The problem isn’t that there is not enough food for everyone, but rather that there is not an efficient way of distributing it. Or, oftentimes, on-location farms do not have the resources to grow enough food for the people in the area who need it.

Partners in Food Solutions (PFS) is a nonprofit organization that works to connect big food companies (such as General Mills, Cargill, Royal DSM and Bühler) with smaller food processors in the developing world to reduce food insecurity.

These large, experienced companies are able to provide small and growing businesses (SGBs) with information on how to increase productivity, improve quality and create all-around safer and more nutrient-rich food for surrounding populations.

In addition, PFS and its partners also help African food companies to develop business and finance skills and make areas such as distribution and packaging as efficient as possible. By supplying technological resources and training, there can be a consistent and reliable sharing of knowledge to help companies keep growing.

Jeff Dykstra, the CEO of PFS, says that “food insecurity in Africa has been often addressed in a reactionary way, and the opportunity that’s there now is to address it in a proactive way.”

At its heart, the organization just wants to create a more efficient and valuable food chain. One of its strengths is that it recognizes the importance of partnerships.

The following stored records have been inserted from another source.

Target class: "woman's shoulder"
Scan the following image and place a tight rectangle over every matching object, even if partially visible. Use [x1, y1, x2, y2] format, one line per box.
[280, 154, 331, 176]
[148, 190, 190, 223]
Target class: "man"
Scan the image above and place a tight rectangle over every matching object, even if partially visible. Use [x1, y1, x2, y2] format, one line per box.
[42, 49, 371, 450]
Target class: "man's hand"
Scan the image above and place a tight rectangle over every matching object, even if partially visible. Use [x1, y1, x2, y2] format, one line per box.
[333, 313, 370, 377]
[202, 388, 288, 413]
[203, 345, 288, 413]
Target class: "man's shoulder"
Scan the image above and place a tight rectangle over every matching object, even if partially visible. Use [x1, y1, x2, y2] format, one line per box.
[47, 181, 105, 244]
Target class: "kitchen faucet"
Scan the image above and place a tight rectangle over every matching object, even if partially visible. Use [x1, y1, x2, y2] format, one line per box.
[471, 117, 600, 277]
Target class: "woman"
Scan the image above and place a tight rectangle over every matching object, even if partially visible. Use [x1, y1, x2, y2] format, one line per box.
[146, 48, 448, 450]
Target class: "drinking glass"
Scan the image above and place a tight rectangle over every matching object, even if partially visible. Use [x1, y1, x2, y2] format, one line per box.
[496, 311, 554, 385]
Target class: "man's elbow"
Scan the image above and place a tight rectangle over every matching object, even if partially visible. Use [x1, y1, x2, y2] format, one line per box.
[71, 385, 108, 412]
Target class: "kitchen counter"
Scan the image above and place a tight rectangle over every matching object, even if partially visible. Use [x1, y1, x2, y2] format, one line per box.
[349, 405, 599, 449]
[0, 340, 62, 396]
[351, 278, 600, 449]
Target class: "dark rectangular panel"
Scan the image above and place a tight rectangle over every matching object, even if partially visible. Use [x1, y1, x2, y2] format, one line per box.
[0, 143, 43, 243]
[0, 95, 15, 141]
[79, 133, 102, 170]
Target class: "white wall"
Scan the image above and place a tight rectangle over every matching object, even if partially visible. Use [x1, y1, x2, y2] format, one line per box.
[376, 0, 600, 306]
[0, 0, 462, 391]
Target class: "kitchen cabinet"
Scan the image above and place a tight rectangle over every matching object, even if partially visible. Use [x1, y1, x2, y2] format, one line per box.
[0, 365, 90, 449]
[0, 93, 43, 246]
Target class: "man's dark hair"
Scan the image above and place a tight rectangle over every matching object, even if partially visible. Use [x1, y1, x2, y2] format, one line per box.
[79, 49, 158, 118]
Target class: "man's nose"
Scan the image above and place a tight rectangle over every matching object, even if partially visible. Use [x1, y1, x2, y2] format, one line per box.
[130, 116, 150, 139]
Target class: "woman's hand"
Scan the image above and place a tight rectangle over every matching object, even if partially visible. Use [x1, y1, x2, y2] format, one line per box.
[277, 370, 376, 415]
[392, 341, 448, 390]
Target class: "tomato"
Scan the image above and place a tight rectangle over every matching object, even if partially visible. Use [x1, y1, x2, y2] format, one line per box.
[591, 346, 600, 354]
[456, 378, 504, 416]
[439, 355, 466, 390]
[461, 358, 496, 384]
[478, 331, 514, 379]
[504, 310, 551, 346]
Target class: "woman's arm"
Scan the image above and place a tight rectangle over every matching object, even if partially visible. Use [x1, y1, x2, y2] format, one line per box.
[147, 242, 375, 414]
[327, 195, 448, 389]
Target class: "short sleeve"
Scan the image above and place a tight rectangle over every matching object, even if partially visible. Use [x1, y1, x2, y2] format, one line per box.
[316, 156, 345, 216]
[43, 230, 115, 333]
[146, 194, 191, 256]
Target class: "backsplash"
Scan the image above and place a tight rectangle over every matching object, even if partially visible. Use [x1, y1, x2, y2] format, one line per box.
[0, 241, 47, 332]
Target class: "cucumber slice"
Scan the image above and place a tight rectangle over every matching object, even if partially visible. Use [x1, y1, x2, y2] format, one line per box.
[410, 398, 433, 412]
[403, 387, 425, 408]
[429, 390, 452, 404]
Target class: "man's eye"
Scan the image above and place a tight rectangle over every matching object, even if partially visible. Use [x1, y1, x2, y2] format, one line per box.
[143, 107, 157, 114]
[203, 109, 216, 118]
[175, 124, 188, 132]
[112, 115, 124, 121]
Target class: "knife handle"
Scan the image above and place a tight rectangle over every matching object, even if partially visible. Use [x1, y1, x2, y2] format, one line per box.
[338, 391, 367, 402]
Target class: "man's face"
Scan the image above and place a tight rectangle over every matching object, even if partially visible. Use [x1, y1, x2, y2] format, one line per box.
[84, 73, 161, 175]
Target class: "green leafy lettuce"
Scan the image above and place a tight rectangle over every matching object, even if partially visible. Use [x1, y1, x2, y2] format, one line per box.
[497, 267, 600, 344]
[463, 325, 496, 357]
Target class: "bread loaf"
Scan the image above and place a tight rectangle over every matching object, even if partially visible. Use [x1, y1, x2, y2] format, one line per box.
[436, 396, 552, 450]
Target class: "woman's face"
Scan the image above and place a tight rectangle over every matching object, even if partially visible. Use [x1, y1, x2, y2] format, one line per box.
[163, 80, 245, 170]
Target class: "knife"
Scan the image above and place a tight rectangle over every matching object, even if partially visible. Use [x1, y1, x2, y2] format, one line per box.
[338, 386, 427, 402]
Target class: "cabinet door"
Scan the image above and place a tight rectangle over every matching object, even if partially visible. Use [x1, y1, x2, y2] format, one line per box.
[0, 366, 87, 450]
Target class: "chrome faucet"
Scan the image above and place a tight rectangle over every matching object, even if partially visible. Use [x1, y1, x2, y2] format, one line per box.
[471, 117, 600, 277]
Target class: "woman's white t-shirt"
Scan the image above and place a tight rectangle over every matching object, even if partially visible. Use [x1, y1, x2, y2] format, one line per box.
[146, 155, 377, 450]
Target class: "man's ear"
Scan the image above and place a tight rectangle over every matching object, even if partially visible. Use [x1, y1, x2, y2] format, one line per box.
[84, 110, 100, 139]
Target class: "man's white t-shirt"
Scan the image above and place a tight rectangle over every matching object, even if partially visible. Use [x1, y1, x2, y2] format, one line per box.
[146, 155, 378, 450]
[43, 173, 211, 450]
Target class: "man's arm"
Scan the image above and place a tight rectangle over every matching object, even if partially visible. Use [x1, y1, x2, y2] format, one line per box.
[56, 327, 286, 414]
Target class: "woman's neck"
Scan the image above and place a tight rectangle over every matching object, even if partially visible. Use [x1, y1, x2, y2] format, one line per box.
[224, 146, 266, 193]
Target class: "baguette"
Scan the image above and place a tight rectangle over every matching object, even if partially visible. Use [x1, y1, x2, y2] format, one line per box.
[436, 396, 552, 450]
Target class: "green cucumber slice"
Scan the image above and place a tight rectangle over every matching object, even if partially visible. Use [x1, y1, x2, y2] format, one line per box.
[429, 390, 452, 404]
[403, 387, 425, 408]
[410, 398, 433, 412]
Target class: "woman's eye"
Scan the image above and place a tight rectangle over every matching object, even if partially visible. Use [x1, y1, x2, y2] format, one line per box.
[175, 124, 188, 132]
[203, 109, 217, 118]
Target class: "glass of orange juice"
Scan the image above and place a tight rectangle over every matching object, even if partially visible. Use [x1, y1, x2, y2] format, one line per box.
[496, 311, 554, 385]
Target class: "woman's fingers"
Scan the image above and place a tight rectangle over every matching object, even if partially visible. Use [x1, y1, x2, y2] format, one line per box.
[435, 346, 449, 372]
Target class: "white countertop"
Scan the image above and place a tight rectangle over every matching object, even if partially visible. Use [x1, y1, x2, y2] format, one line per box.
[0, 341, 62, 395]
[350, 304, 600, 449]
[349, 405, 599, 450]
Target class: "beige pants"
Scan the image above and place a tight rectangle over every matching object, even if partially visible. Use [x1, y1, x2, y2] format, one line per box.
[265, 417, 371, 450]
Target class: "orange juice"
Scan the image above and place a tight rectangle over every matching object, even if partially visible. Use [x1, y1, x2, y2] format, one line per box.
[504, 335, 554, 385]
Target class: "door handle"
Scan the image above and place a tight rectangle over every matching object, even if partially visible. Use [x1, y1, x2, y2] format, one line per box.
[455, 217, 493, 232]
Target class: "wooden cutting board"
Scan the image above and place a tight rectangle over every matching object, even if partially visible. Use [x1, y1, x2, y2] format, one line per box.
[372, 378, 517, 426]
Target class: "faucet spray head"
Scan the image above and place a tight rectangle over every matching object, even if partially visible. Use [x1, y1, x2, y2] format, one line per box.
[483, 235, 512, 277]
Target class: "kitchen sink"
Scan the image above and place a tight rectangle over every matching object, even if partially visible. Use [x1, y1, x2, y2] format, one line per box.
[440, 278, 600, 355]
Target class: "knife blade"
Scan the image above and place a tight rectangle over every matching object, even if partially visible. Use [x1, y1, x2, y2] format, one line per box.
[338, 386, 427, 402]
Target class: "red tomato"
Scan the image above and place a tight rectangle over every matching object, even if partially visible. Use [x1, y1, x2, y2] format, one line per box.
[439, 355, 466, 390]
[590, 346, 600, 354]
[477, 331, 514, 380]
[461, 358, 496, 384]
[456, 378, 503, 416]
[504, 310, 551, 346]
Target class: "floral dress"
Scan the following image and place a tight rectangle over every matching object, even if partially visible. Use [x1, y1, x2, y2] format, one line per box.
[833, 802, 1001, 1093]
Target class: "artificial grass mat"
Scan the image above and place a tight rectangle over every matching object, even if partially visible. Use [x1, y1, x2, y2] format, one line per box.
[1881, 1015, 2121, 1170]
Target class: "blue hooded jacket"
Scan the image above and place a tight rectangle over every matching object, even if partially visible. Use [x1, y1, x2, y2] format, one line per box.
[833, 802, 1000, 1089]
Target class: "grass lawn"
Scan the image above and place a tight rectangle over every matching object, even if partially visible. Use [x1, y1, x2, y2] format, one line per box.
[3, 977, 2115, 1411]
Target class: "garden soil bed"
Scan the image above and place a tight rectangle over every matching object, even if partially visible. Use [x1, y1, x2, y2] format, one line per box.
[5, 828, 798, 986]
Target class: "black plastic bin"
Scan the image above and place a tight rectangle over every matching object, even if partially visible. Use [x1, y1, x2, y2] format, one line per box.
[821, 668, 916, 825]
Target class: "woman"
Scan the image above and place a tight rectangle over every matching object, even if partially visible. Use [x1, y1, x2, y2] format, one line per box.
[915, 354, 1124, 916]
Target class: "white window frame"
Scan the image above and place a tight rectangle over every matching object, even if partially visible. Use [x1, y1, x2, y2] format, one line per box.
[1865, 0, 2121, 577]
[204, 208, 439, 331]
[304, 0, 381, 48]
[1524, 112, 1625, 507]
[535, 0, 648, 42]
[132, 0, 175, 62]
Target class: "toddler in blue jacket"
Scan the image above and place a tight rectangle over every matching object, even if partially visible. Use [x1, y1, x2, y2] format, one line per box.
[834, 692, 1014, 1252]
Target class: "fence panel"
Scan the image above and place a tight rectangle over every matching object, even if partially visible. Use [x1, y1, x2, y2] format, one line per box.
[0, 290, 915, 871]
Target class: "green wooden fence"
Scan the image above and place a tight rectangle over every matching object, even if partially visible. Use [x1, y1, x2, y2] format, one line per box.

PFS is funded by corporations and private donors and also supported by a devoted base of volunteers. USAID TechnoServe is a PFS partner involved with implementing programs and strategies on the ground in Africa. So, while PFS manages volunteers and designs programs, Technoserve implements the relationships with SGBs.

By working with TechnoServe, PFS is able to evaluate which food companies are the most in need of help and look to be the most successful. The partnership has grown to assist over 700 SGBs in Ethiopia, Kenya, Malawi, Tanzania and Zambia.

Almost 829,000 local farm holders were impacted through projects that are designed to bring expertise to small African food companies. Kykstra said that the money is generating a return into local economies at double the rate of taxpayer investment.

These partnerships are valuable and effective in the fight against global food insecurity. As President Obama himself said on a July 28 visit to the Faffa Food Share Company in Ethiopia, “Having strong corporate partners alongside local businesses can really make a big difference.”

Faffa Food Share is a client of PFS, and also the primary supplier of food for children over 6 months old in the country.

Although the chain of technologies, innovations and partnerships involved in the PFS organization is complicated, the core idea is simple.

The organization’s goal is to help small farms bring their crops to local marketplaces, making them sustainable contributors to their economies, cutting back on unnecessary food transportation expenses and helping entire countries to become self-sufficient when it comes to food.

All of this can be done by sharing knowledge and resources already available to the first world. Stephen Tanda, the managing board member of Royal DSM, calls PFS “the missing link in connecting the need to address malnutrition on the ground and working with companies in Africa to make these safe and high-quality nutritious foods that benefit the local population.”

Partners in Food Solutions is a great example of a lot of moving parts, of all different sizes and spheres of influence, working together to make a better world.